Hi, Hat – your link sends me to a 57 seconds trailer (+ a website). Isn’t this the 57 minute thing?
https://www.youtube.com/watch?v=vRPDM7OTMrI
Oops! Yup, thanks.
I’ve changed the link in the post to yours.
As for modern Russian writers I suppose we still have to wait and see. Their legacy is world class – I wonder if anybody but Shakespeare and Cervantes can compare with their greatest 19th c. authors. But they had something to write about, a theme so to say.
Lenin somewhere wrote, that a revolution requires two conditions to be eligibled: (1) the oppressed classes don’t want to and (2) the ruling classes can’t live in the old way. Isn’t this the setting for the core of 19th c. Russian litterature? For Chekhov? For Gontcharov? For Gogol? Tolstoy and Dostoyevsky were perhaps more moralizing but still influenced by the same reality: some fundamental change must come.
The Soviet litterature awarded wit the Nobel price was the two epic ones Doctor Zhivago by Boris Pasternak and Silent Don by Mikhail Sholokhov. Both were good, looking upon the revolution from different sides, but really not reflecting the hopelesness of their 19th c.forerunners.

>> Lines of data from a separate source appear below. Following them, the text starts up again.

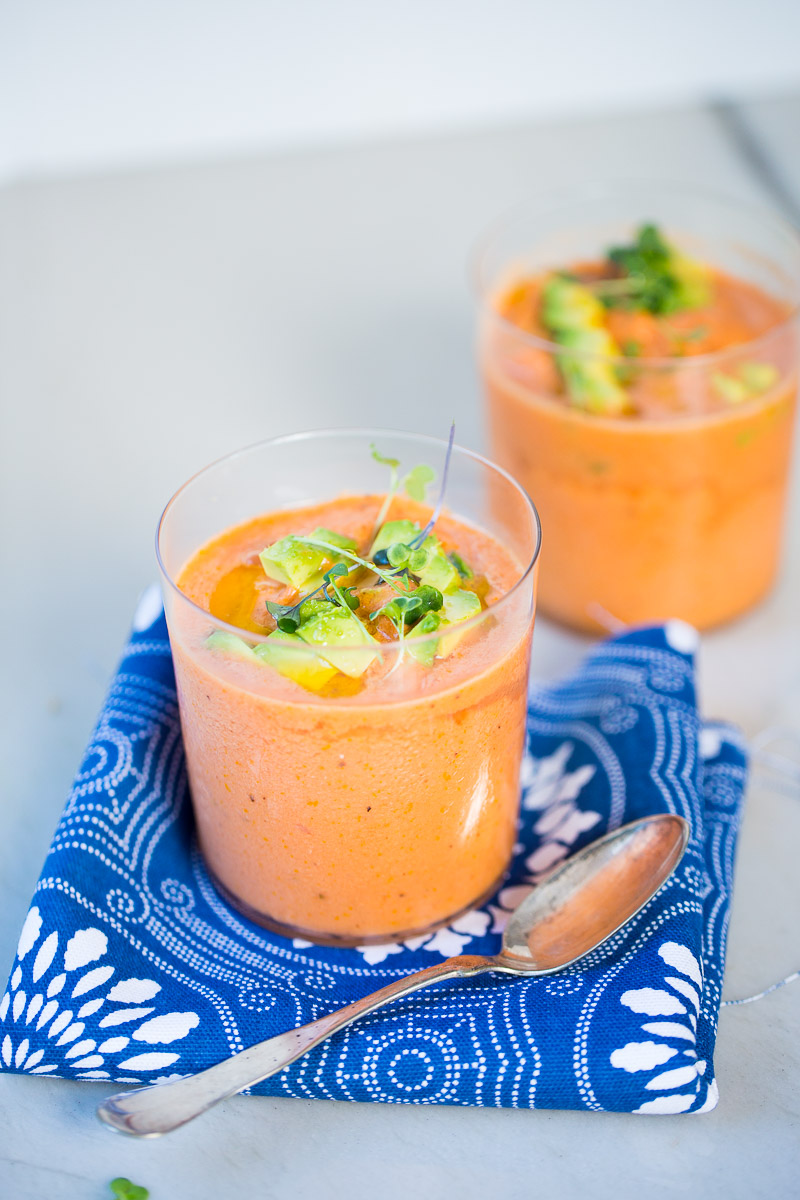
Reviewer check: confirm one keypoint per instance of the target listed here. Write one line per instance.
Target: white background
(90, 84)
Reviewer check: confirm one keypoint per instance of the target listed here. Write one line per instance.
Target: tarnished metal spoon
(569, 913)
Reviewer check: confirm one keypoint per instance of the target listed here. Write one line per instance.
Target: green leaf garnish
(417, 480)
(409, 609)
(122, 1189)
(287, 617)
(463, 568)
(655, 276)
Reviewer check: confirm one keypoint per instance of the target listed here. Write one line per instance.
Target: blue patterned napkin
(131, 967)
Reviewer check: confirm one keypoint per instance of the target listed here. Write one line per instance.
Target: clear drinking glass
(677, 508)
(359, 817)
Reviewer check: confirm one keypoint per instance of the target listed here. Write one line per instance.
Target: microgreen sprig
(288, 616)
(410, 607)
(420, 538)
(419, 477)
(390, 576)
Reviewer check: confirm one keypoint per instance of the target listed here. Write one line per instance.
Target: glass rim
(349, 431)
(548, 202)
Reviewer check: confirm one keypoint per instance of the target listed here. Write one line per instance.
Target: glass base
(344, 942)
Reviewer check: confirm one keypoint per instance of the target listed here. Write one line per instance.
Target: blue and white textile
(132, 969)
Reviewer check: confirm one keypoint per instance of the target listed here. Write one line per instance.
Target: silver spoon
(569, 913)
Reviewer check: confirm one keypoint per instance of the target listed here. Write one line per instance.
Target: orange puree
(354, 816)
(674, 508)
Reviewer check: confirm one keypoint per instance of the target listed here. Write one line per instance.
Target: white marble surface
(151, 322)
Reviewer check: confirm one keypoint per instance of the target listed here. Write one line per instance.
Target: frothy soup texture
(366, 789)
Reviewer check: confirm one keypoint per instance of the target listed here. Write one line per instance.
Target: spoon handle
(149, 1111)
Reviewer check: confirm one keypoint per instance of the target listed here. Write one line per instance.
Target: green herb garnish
(463, 568)
(287, 617)
(122, 1189)
(655, 276)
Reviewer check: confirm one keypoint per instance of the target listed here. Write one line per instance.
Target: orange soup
(361, 798)
(647, 401)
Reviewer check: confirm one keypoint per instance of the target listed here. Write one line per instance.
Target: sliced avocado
(458, 606)
(334, 539)
(569, 305)
(427, 651)
(758, 377)
(392, 532)
(289, 561)
(342, 641)
(289, 655)
(228, 643)
(434, 568)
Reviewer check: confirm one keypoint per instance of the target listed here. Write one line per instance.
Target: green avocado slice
(342, 641)
(289, 561)
(435, 569)
(458, 606)
(288, 654)
(427, 651)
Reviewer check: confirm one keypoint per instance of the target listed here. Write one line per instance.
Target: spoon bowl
(566, 915)
(571, 911)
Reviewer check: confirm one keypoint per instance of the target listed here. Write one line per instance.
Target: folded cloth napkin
(132, 969)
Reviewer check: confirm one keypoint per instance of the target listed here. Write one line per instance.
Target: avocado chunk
(434, 568)
(313, 606)
(394, 532)
(228, 643)
(341, 640)
(458, 606)
(288, 561)
(289, 655)
(426, 652)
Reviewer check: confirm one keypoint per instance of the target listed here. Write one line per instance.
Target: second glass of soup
(638, 348)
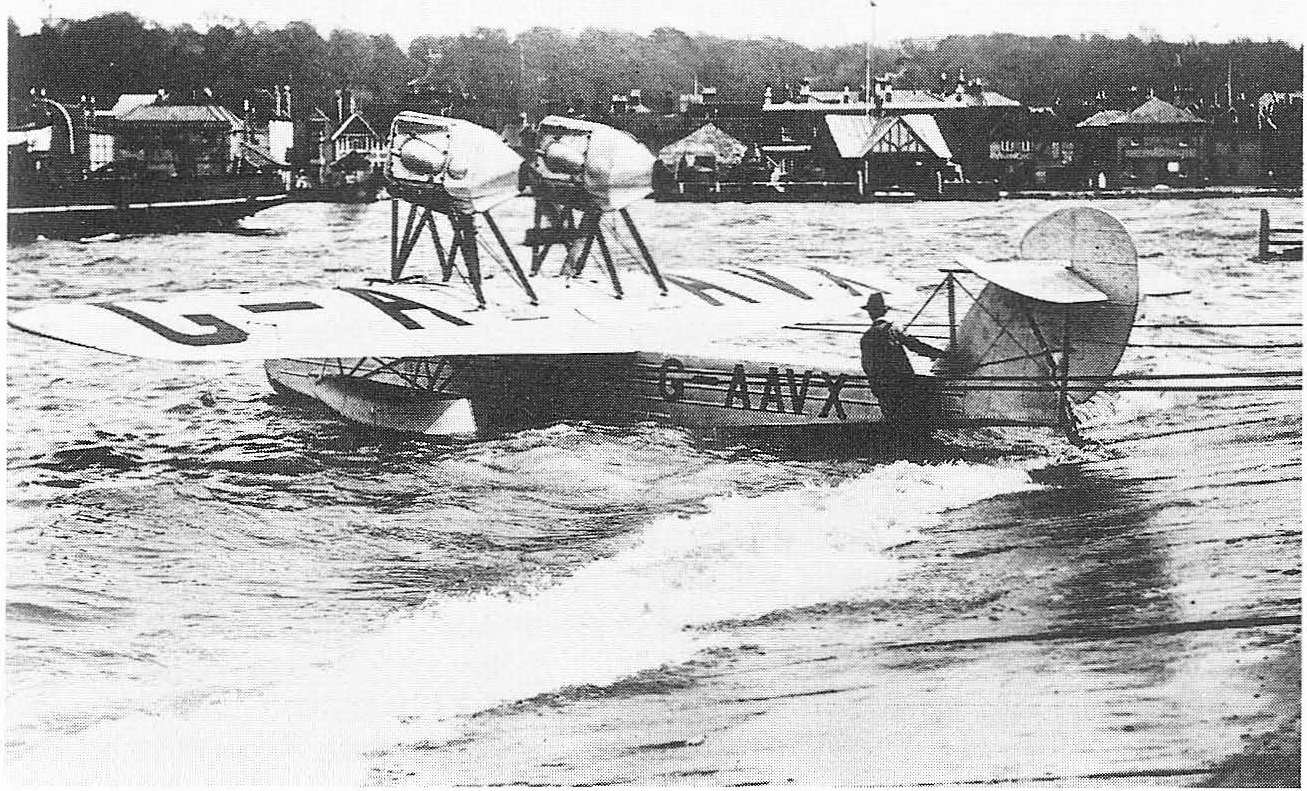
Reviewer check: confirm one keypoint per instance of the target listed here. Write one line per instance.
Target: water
(207, 585)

Therefore I expect the next great world litterature to emerge in Europe or Northern America when the intellectuals of the ruling financial upper class realize that they can’t go on this way: forcing increasing debts upon the states of southern Europe and mortgages upon the citizens in the north. After all and independently of all theories – every debt has to be paid, sometime by someone.
Meanwhile we will have to cope with left wing authors obsessed by climate, nature, enviroment, animal rights, feminism, rights of non-heterosexuals etc. and the right wing dittos by islamophobia, homophobia, xenophobia, nationalism and racism.
Who paid the public debts of the Roman Empire? Are they still being paid today?